I'm wondering if my solution is correct. The PDE is $h_t = h_{zz}$ subject to $h_z(0,t)=0$, $h(1,t)=-1$, and let's not worry about the initial condition now. To solve I want homogenous boundary conditions, so let's set $v = h+1$. Then we have the following: $v_t = v_{zz}$ subject to $v_z(0,t)=0$, $v(1,t)=0$. To solve take separation of variables where $v = T(t)Z(z) \implies T'/T= Z''/Z = -\lambda \implies Z''+\lambda Z = 0$. Guess $Z = A \cos \sqrt{\lambda} z+B\sin \sqrt{\lambda} z$. Then $Z'(0)=0 \implies B=0$. Thus $Z = \cos \sqrt{\lambda} z$. $Z(1)=0 \implies \cos \sqrt{\lambda} = 0 \implies \sqrt{\lambda} = \pi/2+n\pi:n\in0,1,2...$. Thus, $Z = \cos((\pi/2+n\pi)z)$. Yet this doesn't look right.
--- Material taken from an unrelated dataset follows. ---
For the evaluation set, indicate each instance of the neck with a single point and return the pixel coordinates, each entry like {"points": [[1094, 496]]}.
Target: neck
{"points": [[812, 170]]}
Any ideas?

 

[haruspex]

this doesn't look right

In what way?

 

[Chestermiller]

$$\sqrt{\lambda}=(2n-1)\frac{\pi}{2}\tag{n=1,2,3,...}$$

 

[member 428835]

In what way?

I was looking for a solution that worked much better with the initial condition I am working with (square wave $h(z,0) = 1/2 - \sum 2/(\pi n) \sin(n \pi /2) \cos(n \pi z/2)$). The issue is, if I use $$Z=\cos((\pi/2+n\pi)z)\implies\\ T = \exp(-(\pi/2+ n\pi)^2t) \implies\\ h(z,0) = -1 + \sum A_n \left( \cos(n\pi z)\cos(\pi/2z)-\sin(n\pi z)\sin(\pi/2z) \right) \implies \\ -1 + \sum A_n \left( \cos(n\pi z)\cos(\pi/2z)-\sin(n\pi z)\sin(\pi/2z) \right) = 1/2 - \sum 2/(\pi n) \sin(n \pi /2) \cos(n \pi z/2)$$ which doesn't seem to work. However, if I make the ansatz based on the initial condition I can see that a good guess is $A_n Z = 2/(\pi n) \sin(n \pi /2) \cos(n \pi z/2)$. Then I can superimpose the exponential $\exp(\lambda_1 t)$ and try this guess at the PDE, ultimately giving $$h(z,t) = 1/2 - \sum 2/(\pi n) \sin[n \pi /2] \cos[n \pi z/2] \exp[-n^2 \pi^2 t/4]:n\in 1,2,3...$$ which works out perfectly. But the question remains: why did the first method fail?

 

[Orodruin]

Hint: $\sin(\pi n/2) = 0$ for odd n.

 

[Chestermiller]

Hint: $\sin(\pi n/2) = 0$ for odd n.

So, the first method doesn't fail.

 

[member 428835]

I think matching the Fourier coefficients for $A_n$ fails since the constants prior to the sum are unequal: $1/2\neq-1$. However, after more thinking of the problem, I reformulated the initial condition so this works. I'd specify further if anyone is actually interested but I doubt the details would be of interest. Thank you all for your help and input!